SOLO — Kalangan industri menilai keberadaan teaching factory belum optimal membantu industri. Dibutuhkan sinkronisasi antara industri dan teaching factory yang didominasi kalangan SMK.

PERAKITAN -- Sejumlah siswa SMK sedang melakukan perakitan mesin mobil Esemka di Solo Techno Park. Terkait pengembangan industri nasional dan sekolah kejuruan, sinergi antara kedua institusi ini dituntut semakin baik. (JIBI/SOLOPOS/dok)

Promosi Kredit BRI Tembus Rp1.308,65 Triliun, Mayoritas untuk UMKM

Beberapa siswa magang bahkan terkesan hanya mencari nilai untuk memenuhi tugas sekolah, ketimbang membantu industri menyempurnakan teknologi seperti yang diharapkan. Hal itu mengemuka saat diskusi antara kalangan industri, pengelola teaching factory termasuk dari SMK, anggota dan pengurus Kamar Dagang dan Industri (Kadin) Solo. Diskusi yang merupakan tindak lanjut kerja sama Pemerintah Jerman dan Indonesia untuk pengembangan sistem pendidikan kejuruan dan teknik yang digawangi Kadin Indonesia Jerman (Ekonid) dan GIZ itu dihelat di Sekretariat Kadin Solo, Rabu (8/2/2012) siang.
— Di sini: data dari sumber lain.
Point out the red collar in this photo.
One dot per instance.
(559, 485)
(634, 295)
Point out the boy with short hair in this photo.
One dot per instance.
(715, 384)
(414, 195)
Wakil Ketua Kadin Solo, Lilik Setiawan, mengatakan masih ada jarak antara teaching factory dan industri. Sebagai gambaran, Lilik menyebut industri tekstil di Soloraya selama ini sangat bergantung pada mesin dari luar negeri. Bukan hanya mesin baru, terkadang industri juga mengimpor mesin lama. Padahal, menurutnya, bukan tidak mungkin kalangan SMK dan teaching factory seperti Solo Technopark dan ATMI bisa menghasilkan mesin industri tekstil.

“Limbah industri berupa mesin-mesin dari Belanda dan Inggris banyak masuk Indonesia. Nilai impor, termasuk mesin baru bisa sampai Rp2,1 triliun di API (Asosiasi Pertekstilan Indonesia-red) Jawa Tengah. Kalau SMK bisa membuat mobil dengan 18.000 komponen, mengapa tidak membuat mesin tekstil,” beber Lilik.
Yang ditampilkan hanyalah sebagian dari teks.